CJFM 96 had several formats through the 1960s, 1970s and 1980s, including easy listening, album-oriented rock and adult contemporary. By 1992, CJFM changed monikers to Mix 96, and altered its format to a more Top 40-leaning hot adult contemporary format. In that era, the CRTC did not want FM stations airing a Top 40 format in order to protect the AM band. As such, FM stations like CJFM went as far as they could with hot AC, featuring a broader playlist than AM Top 40 stations.

From 1962 to 2007, CJFM was owned by Standard Broadcasting. Standard Broadcasting sold the station to Astral Media in 2007. In 2013, Astral was acquired by Bell Media.

===Virgin Radio (2009–present)===

Mix 96 logo

On December 4, 2008, Astral announced that CJFM, as with sister stations CKQB-FM in Ottawa and CKZZ-FM in Vancouver, would be rebranded as a "Virgin Radio" station, effective January 12, 2009. This is in addition to an existing "Virgin" station, CKFM-FM in Toronto.

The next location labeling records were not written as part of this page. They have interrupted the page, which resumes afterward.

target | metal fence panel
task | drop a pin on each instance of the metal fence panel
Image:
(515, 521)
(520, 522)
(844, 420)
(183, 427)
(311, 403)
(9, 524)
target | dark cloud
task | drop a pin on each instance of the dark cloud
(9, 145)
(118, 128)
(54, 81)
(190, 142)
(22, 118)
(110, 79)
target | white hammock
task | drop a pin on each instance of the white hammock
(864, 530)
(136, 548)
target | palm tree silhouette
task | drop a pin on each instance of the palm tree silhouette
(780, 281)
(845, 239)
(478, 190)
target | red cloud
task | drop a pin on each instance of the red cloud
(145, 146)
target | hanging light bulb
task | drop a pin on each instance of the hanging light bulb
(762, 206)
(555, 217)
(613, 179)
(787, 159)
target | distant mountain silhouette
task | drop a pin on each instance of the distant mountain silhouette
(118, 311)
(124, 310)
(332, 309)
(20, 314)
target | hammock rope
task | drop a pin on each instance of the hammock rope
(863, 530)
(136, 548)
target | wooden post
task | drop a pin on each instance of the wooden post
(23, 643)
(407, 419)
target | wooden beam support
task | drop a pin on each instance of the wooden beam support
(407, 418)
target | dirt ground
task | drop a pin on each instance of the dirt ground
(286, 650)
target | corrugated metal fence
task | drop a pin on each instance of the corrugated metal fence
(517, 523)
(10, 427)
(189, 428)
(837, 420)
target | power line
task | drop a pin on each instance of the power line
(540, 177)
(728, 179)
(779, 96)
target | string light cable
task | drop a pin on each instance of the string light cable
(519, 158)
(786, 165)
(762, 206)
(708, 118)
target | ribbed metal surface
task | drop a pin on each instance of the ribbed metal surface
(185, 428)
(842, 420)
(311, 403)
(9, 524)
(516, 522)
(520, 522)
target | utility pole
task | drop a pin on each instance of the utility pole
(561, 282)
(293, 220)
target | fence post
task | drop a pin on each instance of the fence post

On January 12, at 4 pm, the station rebranded as Virgin Radio 96. The final song played on "Mix" was "It's the End of the World as We Know It (And I Feel Fine)" by Great Big Sea, while the first song played on "Virgin" was Madonna's "Like a Virgin". CJFM kept the same hot AC format and most of its on-air staff from its "Mix" days, albeit with several programming changes. By July 2016, CJFM made the transition to contemporary hit radio, putting it in line with the "Virgin" branding that Bell Media has been expanding in Canada.

Previously, when CIDC-FM in Toronto moved from dance hits to mainstream Top 40, CJFM was the only radio station in Canada playing dance Top 40 music every day. From Sunday to Thursday, the all-dance hours were midnight to 3 am, and Fridays and Saturdays from 7 pm to 5 am.

On March 4, 2018, CJFM rebranded as 95.9 Virgin Radio, dropping the "96" from its branding for the first time in the station's history.

In October 2021, WYUL in Chateaugay, New York (which serves the Montreal area) was sold to the Educational Media Foundation and flipped to contemporary Christian music as K-Love, leaving CJFM as the only English-language CHR station in Montreal.